Self-hosting fonts means serving font files directly from your own server instead of loading them from Google CDN. It improves performance, protects user privacy, and keeps your site GDPR-compliant — especially important in Europe.
Google Fonts Helper is a free tool by Mario Ranftl that lets you download any Google Font with the correct @font-face CSS — ready to paste. No manual work needed.
Tool: https://gwfh.mranftl.com/fonts
Go to gwfh.mranftl.com/fonts and search for the font you want — e.g. Inter, Roboto, or Nunito.
Pick only the font weights you actually use (e.g. 400, 600, 700). Choose the correct subset for your language — e.g. latin-ext for Central European languages. Avoid selecting all variants to keep file size small.
In the Customize folder prefix field, enter the path where you will upload the font files. For WordPress:
/wp-content/themes/your-theme/fonts/Click Download files to get a ZIP with font formats (woff2, woff). Upload the files to the folder you specified via FTP or your hosting file manager.
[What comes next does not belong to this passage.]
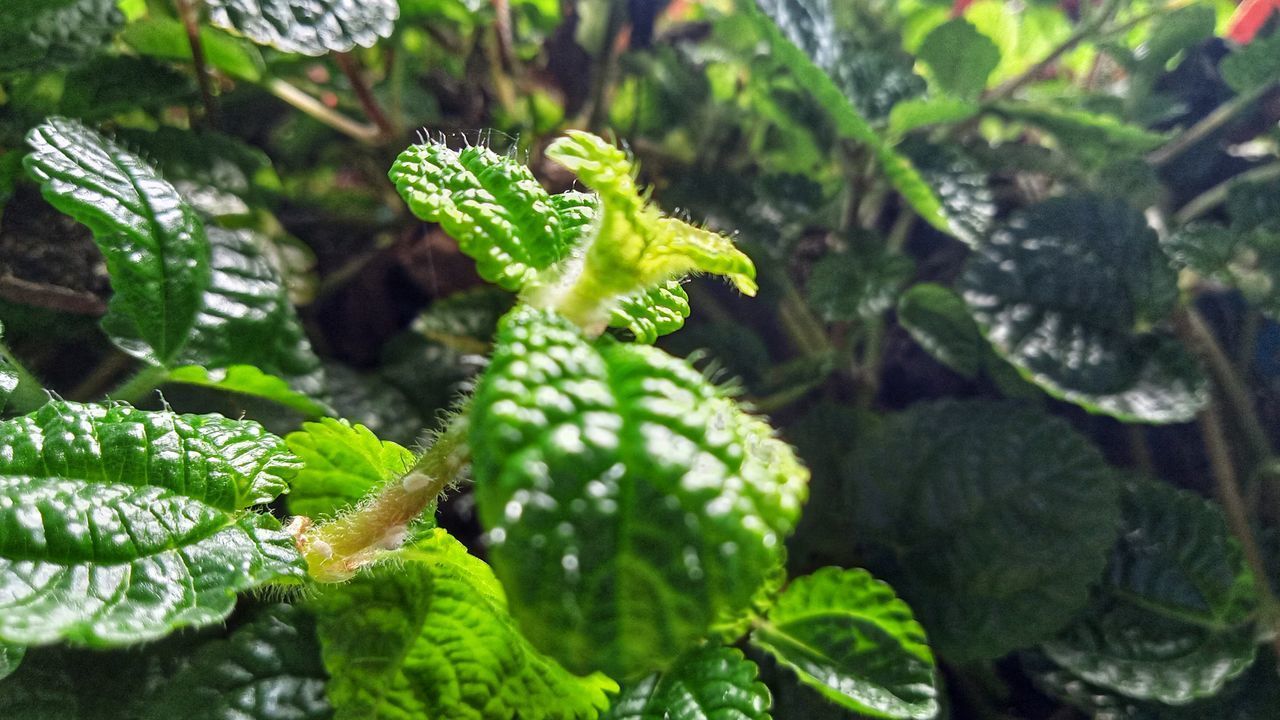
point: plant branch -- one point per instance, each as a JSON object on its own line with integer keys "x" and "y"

Copy the generated @font-face CSS from the tool and paste it into your stylesheet or WordPress custom CSS field (e.g. Breakdance Settings or Elementor Custom CSS).
@font-face{
font-family: 'Inter';
font-style: normal;
font-weight: 400;
src: url('/wp-content/themes/your-theme/fonts/inter-regular.woff2') format('woff2'),
url('/wp-content/themes/your-theme/fonts/inter-regular.woff') format('woff');
font-display: swap;
}font-display: swap — prevents invisible text during font loading.